UCHRI is pleased to announce the two winners of the 2021-22 Andrew Vincent White and Florence Wales White Graduate Student Scholarship in medicine and humanities. These two graduate students were selected from an extremely competitive systemwide pool of applicants, and their work represents UC’s cross-disciplinary excellence in medicine and the humanities.


That “Greater Passivity”: Refusal of Global Health Care and Dispositions Towards Life in Kono District, Sierra Leone
Raphael Frankfurter, Medical Anthropology, UC San Francisco

This project is an ethnography of people’s dispositions towards life, death, and care in Kono District, Sierra Leone, as made visible through their refusals of global health care. Kono, with its high mortality rates and impoverished healthcare system, has been a ground zero for evolving phases of humanitarian global health. But as infrastructures of care targeting specific patient populations have come and gone, the question: Why are patients not seeking out care, even when it is available?” has recurred. This dissertation follows patients across different moments of global health concern—war survivors and pregnant women, chronic disease patients, and those suffering from Ebola—as they seek out and then withdraw from the healthcare system. It explores a collective disposition of skepticism towards care as emergent from people’s everyday encounters with postcolonial politics and their entanglements with fleeting but often-vacuous regimes of humanitarian care. Drawing on anthropological work on contemporary regimes of biopolitics, public health, humanitarianism and care, but also on postcolonial theory, Sierra Leonean history, contemporary West African literature, and affect theory, it argues for an ethnographic approach attentive to the everyday affects (rather than the “rational-choices”) that coalesce as refusals of care.

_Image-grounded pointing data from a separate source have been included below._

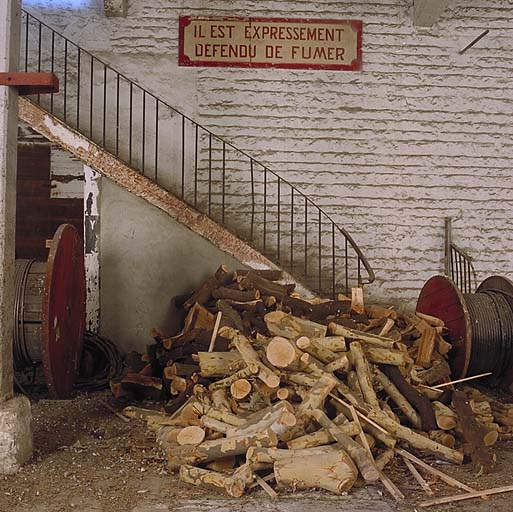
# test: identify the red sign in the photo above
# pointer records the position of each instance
(271, 43)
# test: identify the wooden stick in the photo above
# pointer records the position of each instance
(418, 477)
(446, 478)
(112, 410)
(470, 495)
(214, 332)
(461, 380)
(265, 486)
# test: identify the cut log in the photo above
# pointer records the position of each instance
(359, 361)
(393, 357)
(238, 295)
(291, 327)
(252, 359)
(443, 437)
(212, 480)
(219, 448)
(318, 350)
(419, 401)
(371, 339)
(401, 402)
(334, 471)
(240, 389)
(359, 455)
(418, 441)
(473, 433)
(280, 352)
(446, 418)
(219, 364)
(190, 435)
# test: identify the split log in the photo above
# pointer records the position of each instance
(418, 441)
(378, 355)
(291, 327)
(359, 361)
(190, 435)
(238, 295)
(280, 352)
(473, 433)
(446, 418)
(420, 402)
(252, 281)
(401, 402)
(219, 364)
(443, 437)
(219, 448)
(212, 480)
(318, 350)
(252, 359)
(359, 455)
(240, 389)
(334, 471)
(371, 339)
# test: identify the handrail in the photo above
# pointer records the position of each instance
(190, 161)
(458, 264)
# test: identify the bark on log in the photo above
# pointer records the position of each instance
(473, 433)
(419, 401)
(212, 450)
(334, 471)
(416, 440)
(291, 327)
(401, 402)
(359, 455)
(359, 361)
(212, 480)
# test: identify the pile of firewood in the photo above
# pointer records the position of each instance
(262, 385)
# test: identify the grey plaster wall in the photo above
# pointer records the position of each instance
(146, 258)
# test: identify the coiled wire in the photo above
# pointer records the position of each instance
(491, 316)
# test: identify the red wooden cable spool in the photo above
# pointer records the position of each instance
(50, 311)
(480, 325)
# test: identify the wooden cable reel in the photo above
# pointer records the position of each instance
(49, 311)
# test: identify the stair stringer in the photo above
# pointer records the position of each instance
(111, 167)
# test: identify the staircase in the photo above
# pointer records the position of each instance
(145, 145)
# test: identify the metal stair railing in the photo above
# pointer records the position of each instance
(191, 162)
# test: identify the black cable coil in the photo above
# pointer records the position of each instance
(101, 362)
(491, 315)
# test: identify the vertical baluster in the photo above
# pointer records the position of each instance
(143, 134)
(223, 196)
(279, 226)
(265, 208)
(306, 237)
(52, 68)
(252, 201)
(183, 156)
(209, 174)
(27, 22)
(196, 165)
(39, 55)
(319, 253)
(291, 229)
(156, 139)
(65, 78)
(117, 114)
(346, 264)
(333, 263)
(91, 99)
(104, 126)
(130, 118)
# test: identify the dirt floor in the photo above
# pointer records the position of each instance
(87, 459)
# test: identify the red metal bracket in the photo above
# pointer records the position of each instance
(31, 83)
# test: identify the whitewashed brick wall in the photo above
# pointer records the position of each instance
(421, 133)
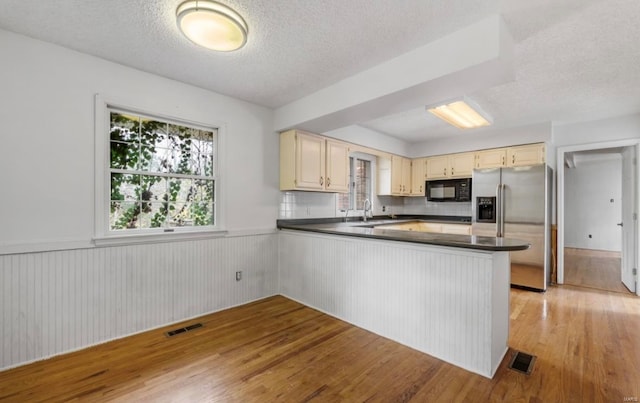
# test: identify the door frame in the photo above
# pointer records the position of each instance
(560, 192)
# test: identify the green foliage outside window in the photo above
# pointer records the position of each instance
(161, 174)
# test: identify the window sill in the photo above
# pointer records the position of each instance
(117, 240)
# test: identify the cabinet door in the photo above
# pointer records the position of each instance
(337, 179)
(406, 177)
(418, 171)
(310, 162)
(396, 175)
(496, 158)
(526, 155)
(438, 167)
(461, 165)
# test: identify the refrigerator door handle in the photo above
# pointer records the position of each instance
(499, 210)
(503, 209)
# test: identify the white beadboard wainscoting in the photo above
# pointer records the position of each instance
(450, 303)
(55, 302)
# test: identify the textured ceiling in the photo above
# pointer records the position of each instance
(574, 59)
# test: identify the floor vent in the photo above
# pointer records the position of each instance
(183, 329)
(522, 362)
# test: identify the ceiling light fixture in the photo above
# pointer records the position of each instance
(462, 113)
(212, 25)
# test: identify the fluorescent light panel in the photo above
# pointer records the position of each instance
(462, 113)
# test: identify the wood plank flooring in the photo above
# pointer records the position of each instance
(586, 341)
(594, 269)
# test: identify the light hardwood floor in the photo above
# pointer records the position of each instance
(587, 344)
(594, 269)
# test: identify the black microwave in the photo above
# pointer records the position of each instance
(457, 190)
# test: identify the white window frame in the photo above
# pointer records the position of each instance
(103, 235)
(372, 177)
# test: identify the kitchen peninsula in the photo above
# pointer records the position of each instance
(445, 295)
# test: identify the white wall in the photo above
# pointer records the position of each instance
(47, 115)
(611, 129)
(590, 188)
(55, 301)
(483, 139)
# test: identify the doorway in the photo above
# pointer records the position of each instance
(593, 240)
(596, 197)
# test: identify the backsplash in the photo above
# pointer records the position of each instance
(307, 205)
(321, 205)
(420, 205)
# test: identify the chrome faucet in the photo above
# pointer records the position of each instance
(367, 208)
(346, 214)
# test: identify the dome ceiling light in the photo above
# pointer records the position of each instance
(212, 25)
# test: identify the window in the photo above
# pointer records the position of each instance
(360, 180)
(162, 174)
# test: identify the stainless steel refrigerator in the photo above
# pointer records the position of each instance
(516, 203)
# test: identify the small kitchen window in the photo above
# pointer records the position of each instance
(360, 184)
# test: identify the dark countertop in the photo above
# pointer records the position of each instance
(367, 230)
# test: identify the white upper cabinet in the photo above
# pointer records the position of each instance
(337, 169)
(450, 166)
(394, 176)
(495, 158)
(418, 176)
(438, 167)
(311, 162)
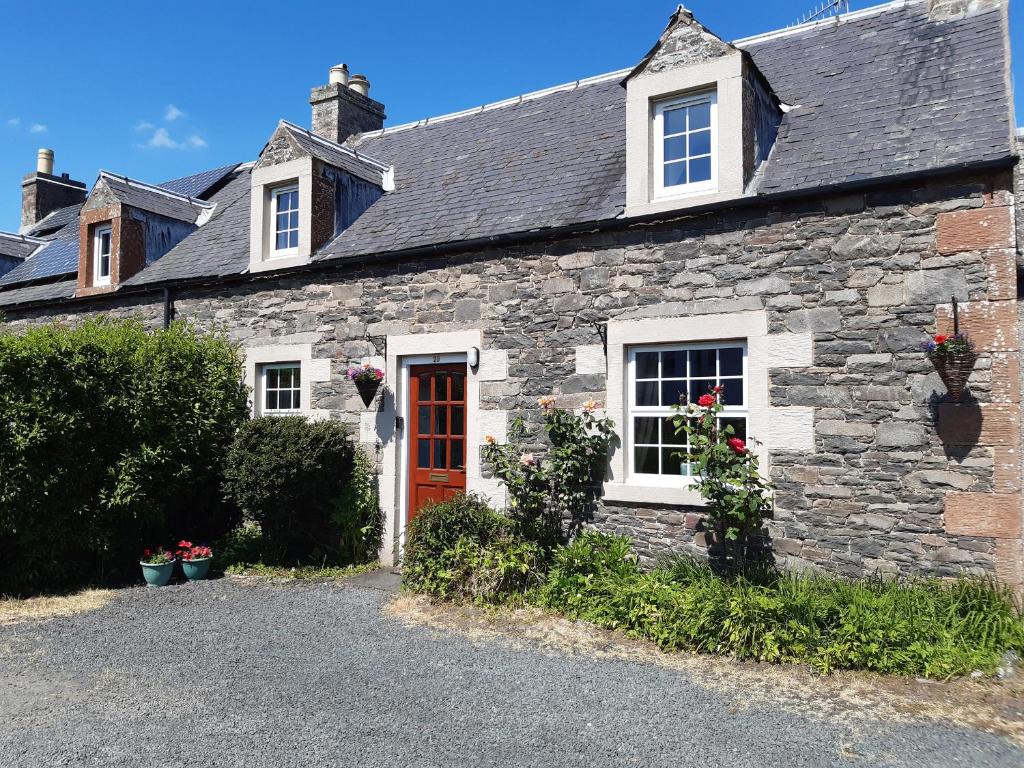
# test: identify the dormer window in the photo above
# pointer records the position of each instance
(286, 218)
(101, 240)
(685, 147)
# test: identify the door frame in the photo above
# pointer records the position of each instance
(406, 364)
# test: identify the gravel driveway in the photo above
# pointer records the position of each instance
(240, 674)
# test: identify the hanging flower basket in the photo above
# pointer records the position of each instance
(368, 380)
(953, 357)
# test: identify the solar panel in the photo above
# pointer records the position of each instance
(59, 257)
(198, 183)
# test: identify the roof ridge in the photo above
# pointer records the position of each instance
(381, 166)
(155, 188)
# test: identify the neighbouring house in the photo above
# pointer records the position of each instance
(787, 216)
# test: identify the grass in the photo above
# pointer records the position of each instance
(13, 610)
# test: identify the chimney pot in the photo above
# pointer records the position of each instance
(359, 84)
(44, 161)
(339, 75)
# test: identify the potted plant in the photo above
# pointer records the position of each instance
(953, 357)
(368, 380)
(195, 560)
(158, 565)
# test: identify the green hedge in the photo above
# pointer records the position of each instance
(463, 550)
(927, 628)
(114, 439)
(310, 491)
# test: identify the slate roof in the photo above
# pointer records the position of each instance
(154, 199)
(878, 93)
(198, 184)
(336, 155)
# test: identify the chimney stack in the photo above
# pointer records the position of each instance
(343, 108)
(42, 193)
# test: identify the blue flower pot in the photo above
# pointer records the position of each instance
(158, 574)
(196, 569)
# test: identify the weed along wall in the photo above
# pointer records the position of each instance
(875, 469)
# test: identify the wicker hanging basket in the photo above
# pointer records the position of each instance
(954, 369)
(368, 390)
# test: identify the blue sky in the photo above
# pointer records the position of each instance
(161, 90)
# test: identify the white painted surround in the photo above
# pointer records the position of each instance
(312, 371)
(402, 352)
(774, 428)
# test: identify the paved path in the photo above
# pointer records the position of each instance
(230, 674)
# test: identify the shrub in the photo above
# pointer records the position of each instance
(292, 477)
(926, 628)
(462, 549)
(114, 437)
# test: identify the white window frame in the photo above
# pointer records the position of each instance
(666, 411)
(275, 193)
(660, 190)
(265, 368)
(98, 279)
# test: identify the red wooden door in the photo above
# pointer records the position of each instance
(436, 433)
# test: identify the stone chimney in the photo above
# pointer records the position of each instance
(343, 108)
(42, 193)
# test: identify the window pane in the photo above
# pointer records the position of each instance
(702, 363)
(645, 430)
(699, 387)
(699, 143)
(458, 387)
(671, 463)
(675, 147)
(440, 419)
(699, 116)
(645, 460)
(646, 365)
(673, 365)
(647, 393)
(440, 386)
(675, 173)
(730, 360)
(738, 427)
(669, 436)
(673, 391)
(675, 121)
(732, 391)
(700, 170)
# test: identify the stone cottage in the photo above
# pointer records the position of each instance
(786, 216)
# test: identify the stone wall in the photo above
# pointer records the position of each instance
(897, 481)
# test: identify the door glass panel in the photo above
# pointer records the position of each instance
(440, 419)
(458, 387)
(440, 385)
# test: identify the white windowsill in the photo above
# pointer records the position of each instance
(635, 493)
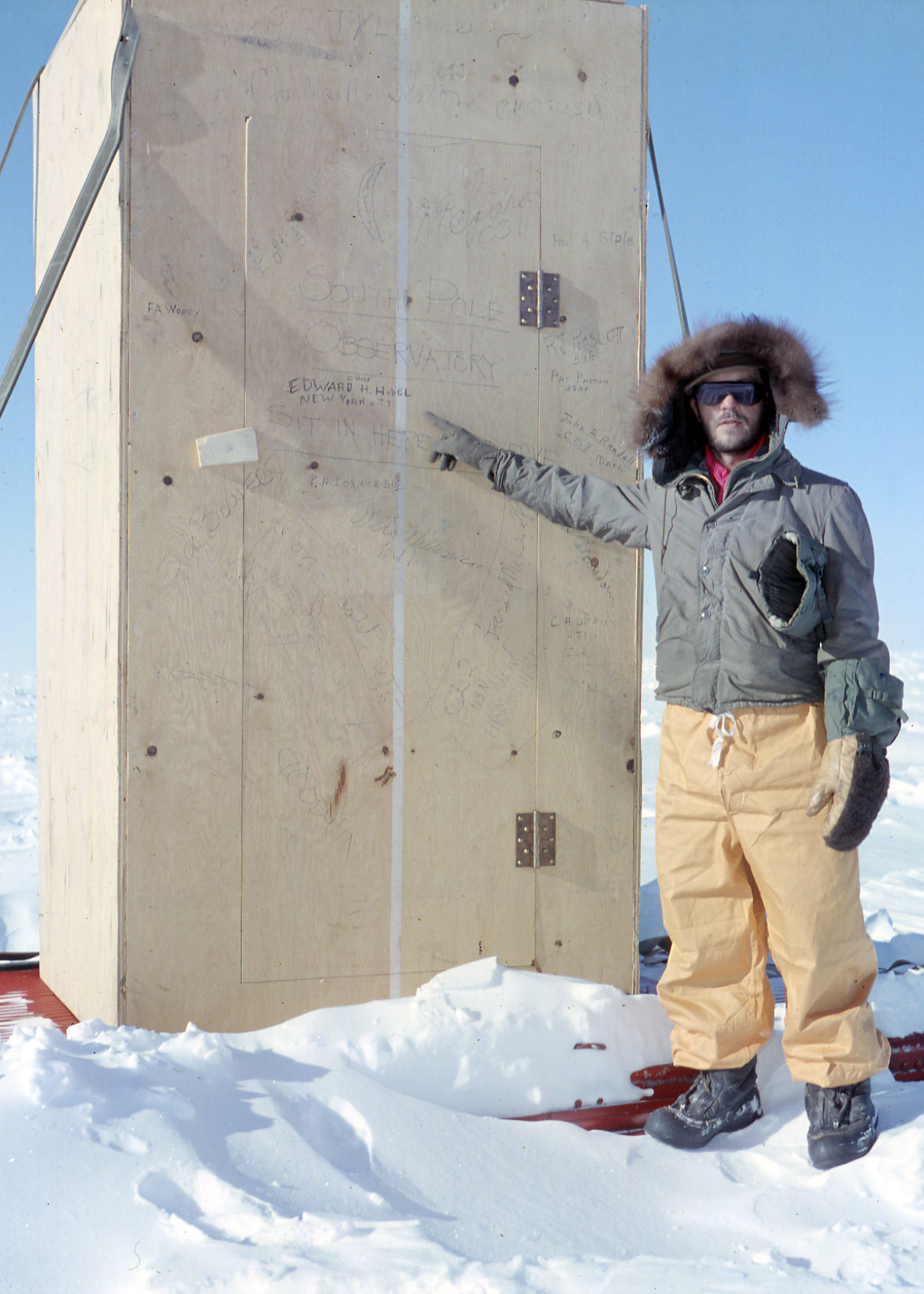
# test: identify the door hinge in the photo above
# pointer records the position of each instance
(536, 839)
(539, 299)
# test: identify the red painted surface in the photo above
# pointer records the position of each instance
(667, 1082)
(25, 997)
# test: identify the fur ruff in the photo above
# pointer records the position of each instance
(663, 425)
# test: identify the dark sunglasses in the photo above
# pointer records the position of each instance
(743, 393)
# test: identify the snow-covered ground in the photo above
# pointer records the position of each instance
(365, 1148)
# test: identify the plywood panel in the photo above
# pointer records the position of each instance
(79, 527)
(185, 537)
(589, 593)
(346, 675)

Digesting the Empire: Embodying Life beyond Militarized Circulations across the Pacific
Eunice Lee, Literature, UC San Diego

This dissertation argues that people in and around the Pacific Ocean both physically and metaphorically digest circulated waste materials to survive beyond the dispossession and slow violence of the US empire and its military in the modern era. Focusing on two matters—meatpacking byproducts and radioactive materials—it traces the ideological foundation for medical research and imperial expansion and its incommensurability with indigenous and diasporic communities’ worldviews and ways of life. It argues, on one hand, that medical discourses, such as obesity research and radiation dosimetry, pathologize racialized and gendered bodies as disposable and fragmentable parts. On the other hand, literary and cultural texts of survival discursively digest and resist the empire’s pollutant matters. They conceptualize a broader and more entangled sense of the “body” by imagining a future different from current forms of imperial exploitation, displacement and dispossession through medicine. Through the concept of digestion—which the author theorizes as constant interactions that fold the environment into the body and resist clear demarcations of the body from its surroundings—this work explores the links between knowledge, the body and the surrounding environment.